Vadim Menkov

Personal information
- Born: 12 February 1987 (age 39) Toytepa, Tashkent Region, Uzbekistan
- Height: 184 cm (6 ft 0 in)
- Weight: 87 kg (192 lb)

Medal record
Men's canoe sprint
Representing Uzbekistan
World Championships
| Gold medal – first place | 2009 Dartmouth | C-1 1000 m |
| Gold medal – first place | 2010 Poznań | C-1 1000 m |
| Silver medal – second place | 2013 Duisburg | C-1 500 m |
| Bronze medal – third place | 2010 Poznań | C-1 500 m |
| Bronze medal – third place | 2011 Szeged | C-1 1000 m |
Asian Games
| Gold medal – first place | 2014 Incheon | C-1 1000 m |
Asian Championships
| Gold medal – first place | 2005 Putrajaya | C-1 1000 m |
| Gold medal – first place | 2005 Putrajaya | C-4 1000 m |
| Gold medal – first place | 2007 Hwacheon | C-1 500 m |
| Gold medal – first place | 2007 Hwacheon | C-1 1000 m |
| Gold medal – first place | 2011 Tehran | C-2 500 m |
| Gold medal – first place | 2013 Samarkand | C-1 500 m |
| Gold medal – first place | 2013 Samarkand | C-1 1000 m |
| Gold medal – first place | 2015 Palembang | C-2 1000 m |
| Gold medal – first place | 2017 Shanghai | C-1 1000 m |
| Silver medal – second place | 2005 Putrajaya | C-1 500 m |
| Silver medal – second place | 2005 Putrajaya | C-4 500 m |
| Silver medal – second place | 2017 Shanghai | C-4 200 m |
| Silver medal – second place | 2017 Shanghai | C-4 500 m |
| Bronze medal – third place | 2011 Tehran | C-2 1000 m |
| Bronze medal – third place | 2017 Shanghai | C-4 1000 m |

= Vadim Menkov =

Uzbekistani sprint canoeist

Vadim Menkov (born 12 February 1987) is an Uzbek male sprint canoeist who has competed since the late 2000s. He has won six medals at the ICF Canoe Sprint World Championships with two golds (C-1 1000 m: 2009, 2010), a silver (C-1 500 m: 2013) and two bronze (C-1 500 m: 2010, C-1 1000 m: 2011). Most recently, Menkov won the gold medal in the sprint( C1-1000m) event in canoeing at the 2010 Asian Games in Guangzhou, China.
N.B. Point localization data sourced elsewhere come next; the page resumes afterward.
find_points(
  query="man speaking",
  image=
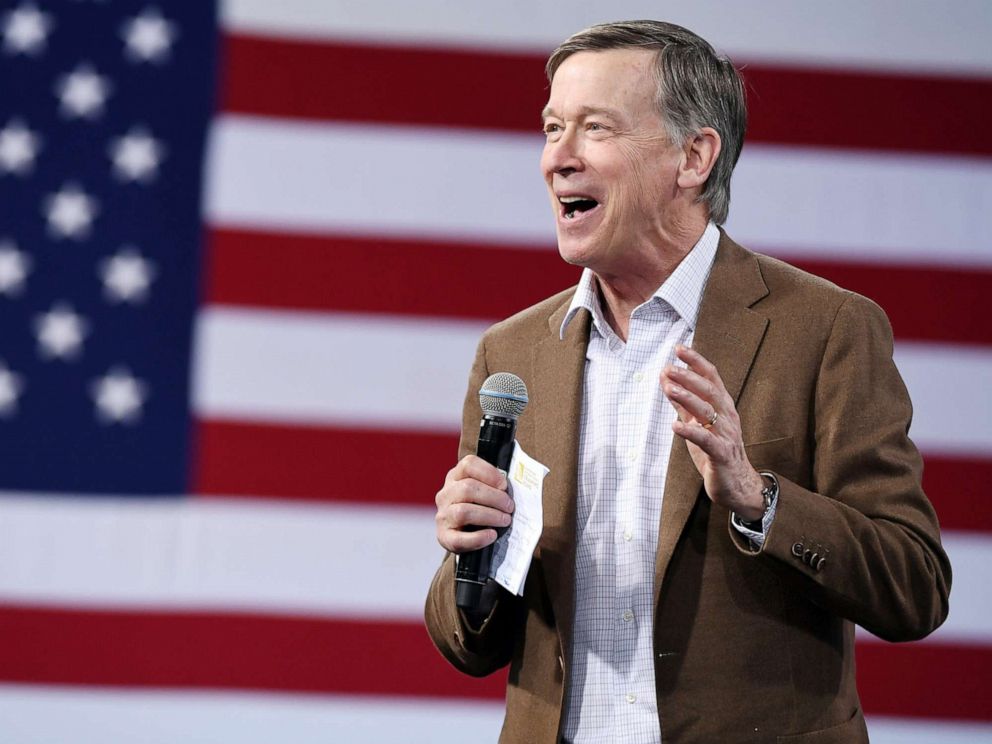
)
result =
(731, 483)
Menkov also competed at the 2008 Summer Olympics in Beijing, finishing fourth in the C-1 1000 m event while being eliminated in the semi-finals of the C-1 500m. At the 2012 Summer Olympics he competed in the C-1 200 m, finishing 10th, and the C-1 1000 m, finishing 4th again.

== Biography ==
Menkov was born in Toytepa, Tashkent Region, Uzbekistan. In 2004 he entered to the "Olympic reserver" high-school in Chirchiq. After graduation, he was able to enter the "Uzbek State Institute of Physical Culture" in 2007.

== Career ==
Menkov began his career in 2003 under coach Aleksandr Panomaryov.
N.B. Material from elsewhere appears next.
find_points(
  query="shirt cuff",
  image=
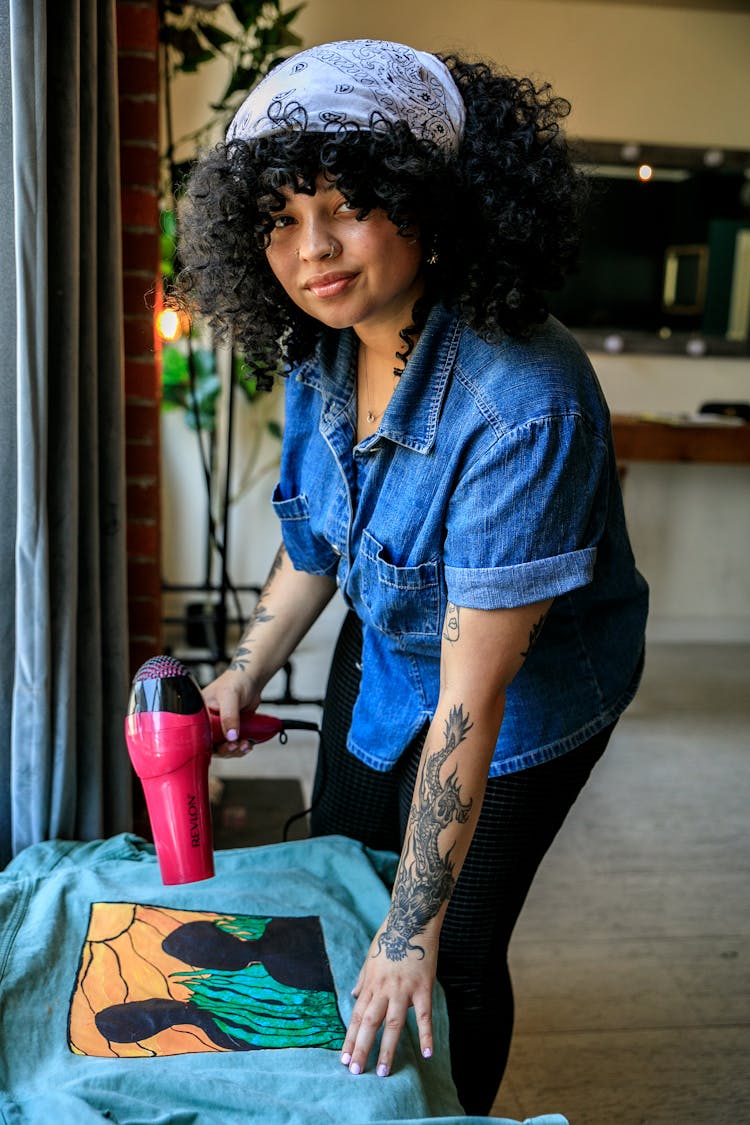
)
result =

In 2006 in Doha, he won his first International tournament. That same year he won the Asian Championship in canoeing, and went on to take the second place in the Canoe World Championship, which was held in Poland.
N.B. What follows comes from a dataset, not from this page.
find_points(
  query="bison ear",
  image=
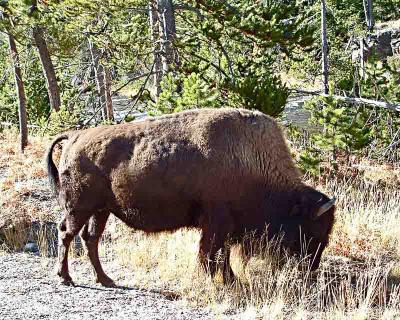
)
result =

He competed in the 2008 Summer Olympics in Beijing, where he achieved the 4th place in the C-1 1000 meter event.

In 2009, Menkov won a number of International tournaments which were held in Poland, Czech Republic and Hungary. Due to his results, he was recognized as the 2009 Canoe Athlete of the Year by the International Canoe Federation.

In 2012 he represented Uzbekistan at the 2012 Summer Olympics in London. He finished 4th with a time of 3:49.255.

At the 2014 Asian Games, he won the gold medal in the men's C-1 1000 m event.

Menkov is one of the most recognized sportsmen in Uzbekistan, holding the title of "Honoured Master of Sport in Uzbekistan" since 2014.